ToutEduc : Quel est votre avis sur les modalités de la consultation mise en œuvre pour les futurs programmes du primaire ?
Philippe Joutard : Elles ont l’intérêt d’amener à une évaluation de ce qui se pratique et de conduire à une réflexion qui est une sorte de première appropriation de ce que vont être ces programmes.
ToutEduc : En 2002, il n’y avait pas de "socle commun de connaissances, de compétences et de culture" ?
Philippe Joutard : Le socle commun, ou la culture commune, c’est l’idée de globalité, de refus du découpage. Les programmes ont absolument à prendre en compte cela. Mais il est prévu que ce socle soit revu. Les futurs programmes doivent être préparés en même temps ; il faut donc qu’ils ne soient pas figés ; qu’ils puissent évoluer pour s’adapter à une inflexion de ce socle, de cette culture commune. Ainsi, si on considère la culture humaniste (français, histoire-géographie, histoire des arts, langues…) qui fait partie du socle, il importe de créer des passerelles entre chacune des matières pour qu’elles contribuent à son acquisition. Il ne faut pas hésiter à être précis, en donnant des exemples concrets dans les indispensables documents d’accompagnement.
ToutEduc : Est-ce que l’appropriation des programmes et du socle commun relève du seul domaine scolaire ?
Philippe Joutard : Les parents des catégories sociales aisées, non seulement suivent de très près la scolarité de leurs enfants, mais veillent à ce qu’ils aient un certain nombre d’activités culturelles, sportives et de loisirs. C’est bien la preuve qu’il n’y a pas que l’Ecole qui joue un rôle dans l’acquisition des connaissances et des compétences.

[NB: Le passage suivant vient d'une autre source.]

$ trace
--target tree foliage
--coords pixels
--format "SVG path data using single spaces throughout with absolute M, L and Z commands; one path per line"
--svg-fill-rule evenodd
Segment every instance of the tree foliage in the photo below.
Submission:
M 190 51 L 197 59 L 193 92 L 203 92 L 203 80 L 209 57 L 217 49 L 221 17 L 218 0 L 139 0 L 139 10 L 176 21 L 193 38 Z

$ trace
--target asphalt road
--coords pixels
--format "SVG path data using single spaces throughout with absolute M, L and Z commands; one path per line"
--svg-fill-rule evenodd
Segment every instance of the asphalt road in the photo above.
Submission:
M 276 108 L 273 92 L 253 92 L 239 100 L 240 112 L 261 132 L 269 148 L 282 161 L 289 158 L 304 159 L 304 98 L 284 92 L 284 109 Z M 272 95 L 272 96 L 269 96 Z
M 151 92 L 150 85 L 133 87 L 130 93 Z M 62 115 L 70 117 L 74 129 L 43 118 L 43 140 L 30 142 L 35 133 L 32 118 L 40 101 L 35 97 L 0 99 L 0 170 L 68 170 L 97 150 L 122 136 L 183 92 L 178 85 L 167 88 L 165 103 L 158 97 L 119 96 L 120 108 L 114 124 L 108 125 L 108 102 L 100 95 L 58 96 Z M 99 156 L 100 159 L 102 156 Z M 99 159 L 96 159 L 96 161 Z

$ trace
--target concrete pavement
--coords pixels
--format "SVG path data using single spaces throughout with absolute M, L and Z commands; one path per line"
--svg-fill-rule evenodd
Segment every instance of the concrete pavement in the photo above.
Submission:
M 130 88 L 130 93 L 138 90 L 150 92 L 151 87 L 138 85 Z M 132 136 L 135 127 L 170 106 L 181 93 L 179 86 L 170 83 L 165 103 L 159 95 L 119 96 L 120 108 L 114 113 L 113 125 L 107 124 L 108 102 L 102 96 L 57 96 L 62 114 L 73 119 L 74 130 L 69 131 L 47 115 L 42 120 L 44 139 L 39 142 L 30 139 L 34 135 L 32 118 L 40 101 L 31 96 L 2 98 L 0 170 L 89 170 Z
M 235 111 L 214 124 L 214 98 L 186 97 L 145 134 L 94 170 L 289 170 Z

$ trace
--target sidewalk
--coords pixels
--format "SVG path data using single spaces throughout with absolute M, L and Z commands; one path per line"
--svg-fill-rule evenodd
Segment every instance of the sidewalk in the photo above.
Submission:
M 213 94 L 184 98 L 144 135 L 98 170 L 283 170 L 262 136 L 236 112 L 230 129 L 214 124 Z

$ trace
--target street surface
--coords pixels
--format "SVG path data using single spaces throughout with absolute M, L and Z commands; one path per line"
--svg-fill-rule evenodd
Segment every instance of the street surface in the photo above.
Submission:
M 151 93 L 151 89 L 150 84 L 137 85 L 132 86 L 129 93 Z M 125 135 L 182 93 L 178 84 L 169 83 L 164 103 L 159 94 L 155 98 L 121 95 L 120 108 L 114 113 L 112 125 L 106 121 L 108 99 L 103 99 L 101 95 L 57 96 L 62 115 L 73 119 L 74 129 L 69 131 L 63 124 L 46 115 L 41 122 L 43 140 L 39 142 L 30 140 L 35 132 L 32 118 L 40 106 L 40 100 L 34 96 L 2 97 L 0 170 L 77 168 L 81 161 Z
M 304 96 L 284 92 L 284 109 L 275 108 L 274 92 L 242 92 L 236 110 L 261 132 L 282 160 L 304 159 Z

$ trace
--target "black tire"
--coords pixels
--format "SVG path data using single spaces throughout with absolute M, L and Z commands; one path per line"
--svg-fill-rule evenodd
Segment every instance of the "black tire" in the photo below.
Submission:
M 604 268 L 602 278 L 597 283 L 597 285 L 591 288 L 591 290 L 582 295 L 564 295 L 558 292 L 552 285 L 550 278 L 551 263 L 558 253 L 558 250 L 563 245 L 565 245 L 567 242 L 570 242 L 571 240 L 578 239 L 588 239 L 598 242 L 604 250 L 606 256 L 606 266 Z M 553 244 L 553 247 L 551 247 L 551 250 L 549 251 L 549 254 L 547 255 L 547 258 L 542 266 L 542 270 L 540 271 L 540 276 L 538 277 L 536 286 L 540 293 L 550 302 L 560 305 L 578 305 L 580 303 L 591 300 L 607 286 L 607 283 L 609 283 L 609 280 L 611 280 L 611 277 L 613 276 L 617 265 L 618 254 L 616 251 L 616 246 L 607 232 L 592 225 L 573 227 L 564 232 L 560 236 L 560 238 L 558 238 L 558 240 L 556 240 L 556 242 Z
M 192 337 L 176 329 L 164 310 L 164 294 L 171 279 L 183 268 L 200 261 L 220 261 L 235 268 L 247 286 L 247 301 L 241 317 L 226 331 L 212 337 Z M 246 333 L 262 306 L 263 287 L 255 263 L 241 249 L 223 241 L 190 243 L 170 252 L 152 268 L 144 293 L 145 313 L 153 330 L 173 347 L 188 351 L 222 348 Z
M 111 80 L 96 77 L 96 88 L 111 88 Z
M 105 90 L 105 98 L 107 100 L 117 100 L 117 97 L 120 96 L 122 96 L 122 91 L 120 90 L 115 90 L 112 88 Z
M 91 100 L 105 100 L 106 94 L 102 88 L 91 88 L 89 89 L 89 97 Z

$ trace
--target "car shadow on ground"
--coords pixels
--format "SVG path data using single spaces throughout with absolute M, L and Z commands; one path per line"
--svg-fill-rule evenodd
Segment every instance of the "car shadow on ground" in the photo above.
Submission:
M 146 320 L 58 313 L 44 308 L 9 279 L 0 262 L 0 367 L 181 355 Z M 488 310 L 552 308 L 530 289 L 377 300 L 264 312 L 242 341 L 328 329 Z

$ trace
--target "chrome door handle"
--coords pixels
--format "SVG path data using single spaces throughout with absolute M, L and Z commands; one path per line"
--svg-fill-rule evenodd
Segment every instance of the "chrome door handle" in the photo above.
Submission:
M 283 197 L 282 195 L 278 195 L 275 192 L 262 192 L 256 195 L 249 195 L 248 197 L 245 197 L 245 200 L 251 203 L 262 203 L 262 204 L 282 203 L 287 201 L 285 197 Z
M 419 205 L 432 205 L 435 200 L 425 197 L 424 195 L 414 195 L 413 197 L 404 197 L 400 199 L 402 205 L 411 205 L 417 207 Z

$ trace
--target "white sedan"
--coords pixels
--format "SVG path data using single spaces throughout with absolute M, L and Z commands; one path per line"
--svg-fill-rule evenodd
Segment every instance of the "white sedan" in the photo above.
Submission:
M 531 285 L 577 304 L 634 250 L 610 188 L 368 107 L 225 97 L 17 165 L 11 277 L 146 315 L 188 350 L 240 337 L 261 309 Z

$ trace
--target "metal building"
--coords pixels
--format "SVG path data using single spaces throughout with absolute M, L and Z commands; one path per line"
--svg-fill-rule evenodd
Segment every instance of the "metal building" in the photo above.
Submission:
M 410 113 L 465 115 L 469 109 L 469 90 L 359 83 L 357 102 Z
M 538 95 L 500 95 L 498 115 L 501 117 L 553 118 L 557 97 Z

D’autre part, le phénomène contemporain du numérique joue également un rôle extrêmement important. On peut dire que, entre autre, la culture historique des enfants passe plus par les jeux vidéo ou Wikipedia que par le manuel ou le propos du maître ou de la maîtresse. On peut nier cela. On peut aussi laisser faire, ce qui va introduire à l’école une masse indistincte, des « à peu près », du flou qui vont se substituer à la connaissance historique. On peut choisir également, et c’est mon choix, de ne pas ignorer cette réalité et de réguler cette interaction entre l’Ecole et ce que les enfants font ailleurs par du lien entre Ecole, familles, associations et mouvements pédagogiques et d’éducation populaire, institutions culturelles, collectivités territoriales. L’évolution des rythmes scolaires comme la forte introduction du numérique à l’école sont des opportunités à saisir.